How reliable are archives and databases of born-digital works of electronic literature when their digitally driven platforms are endangered by digital obsolescence and technological challenges, hacks, and by a lack of long-term maintenance after a funding period’s end?
Some of the databases within the field of electronic literature are no longer accessible due to one of the reasons mentioned above: the Cyberfiction Database (directed by Beat Suter) that featured German works that were published between 1996-2003 is down after a move from one server to another; ELINOR: Electronic Literature in the Nordic Region (directed by Jill Walker Rettberg, 2004-06) was terminated after the project’s funding ended, and the ELO’s wiki-based archive-it database that was set up in 2007 for allocating works for archiving was hacked. The risks are also there for the (still accessible) Drupal-based Electronic Literature Knowledge Base, no longer funded as part of the ELMCIP project (Electronic Literature as a Model of Creativity and Innovation in Practice, 2010-2013).
On January 4th 2015, Matthew Kirschenbaum tweets “Seems The Iowa Review Web has gone away“ (@mkirschenbaum). After a round of speculations and discontentment (the archive was not valued to be preserved (Grigar)), there is certainty that the archive of the e-lit journal that was founded at the turn of the millennium will be resurrected by moving it to a new server (see https://twitter.com/mkirschenbaum/status/551852928265646081). In the meantime, the archive remains inaccessible for an undefined period of time.
Thus, on the list of seemingly archived, but inaccessible resources are not only databases and archives; web journals and their archives of published works, too, are at risk of appearing as objects no longer found on the Web. This is even true for resources that were – in collaboration with the Electronic Literature Organization – crawled and captured by using the web-archiving service Archive-It.

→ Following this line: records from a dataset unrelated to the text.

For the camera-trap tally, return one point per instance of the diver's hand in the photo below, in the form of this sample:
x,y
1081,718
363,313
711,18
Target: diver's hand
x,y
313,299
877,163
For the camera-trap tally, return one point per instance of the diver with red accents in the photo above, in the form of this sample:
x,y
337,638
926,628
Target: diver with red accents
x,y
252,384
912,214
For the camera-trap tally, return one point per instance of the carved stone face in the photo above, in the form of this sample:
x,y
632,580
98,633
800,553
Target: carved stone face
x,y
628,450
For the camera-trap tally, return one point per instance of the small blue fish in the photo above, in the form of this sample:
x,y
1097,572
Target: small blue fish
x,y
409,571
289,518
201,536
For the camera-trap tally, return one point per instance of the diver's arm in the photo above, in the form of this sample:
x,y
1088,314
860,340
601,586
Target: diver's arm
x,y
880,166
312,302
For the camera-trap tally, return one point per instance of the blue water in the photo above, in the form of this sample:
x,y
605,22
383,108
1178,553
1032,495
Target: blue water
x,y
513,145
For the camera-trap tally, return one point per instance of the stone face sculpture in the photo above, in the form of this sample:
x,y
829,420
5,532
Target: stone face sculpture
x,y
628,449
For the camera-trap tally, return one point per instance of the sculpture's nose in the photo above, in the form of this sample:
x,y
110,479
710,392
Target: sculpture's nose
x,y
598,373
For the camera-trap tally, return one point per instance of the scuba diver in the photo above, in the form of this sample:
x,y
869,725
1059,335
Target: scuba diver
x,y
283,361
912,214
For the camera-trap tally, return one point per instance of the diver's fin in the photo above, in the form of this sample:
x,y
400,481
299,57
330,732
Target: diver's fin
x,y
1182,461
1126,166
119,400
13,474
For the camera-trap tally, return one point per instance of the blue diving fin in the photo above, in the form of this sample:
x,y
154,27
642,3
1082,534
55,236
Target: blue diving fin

Seeking to provide a secure location for archiving and maintaining works of electronic literature, the department of Linguistic, Literary and Aesthetic Studies and the University of Bergen Library are collaborating to provide an “Archive of Nordic Electronic Literature”. In this presentation, UiB’s subject librarian Aud Gjersdal and PhD candidate Patricia Tomaszek (UiB) propose how academic libraries can serve to secure access to works of electronic literature on an institutional basis, and discuss the challenges they are facing in their work in progress.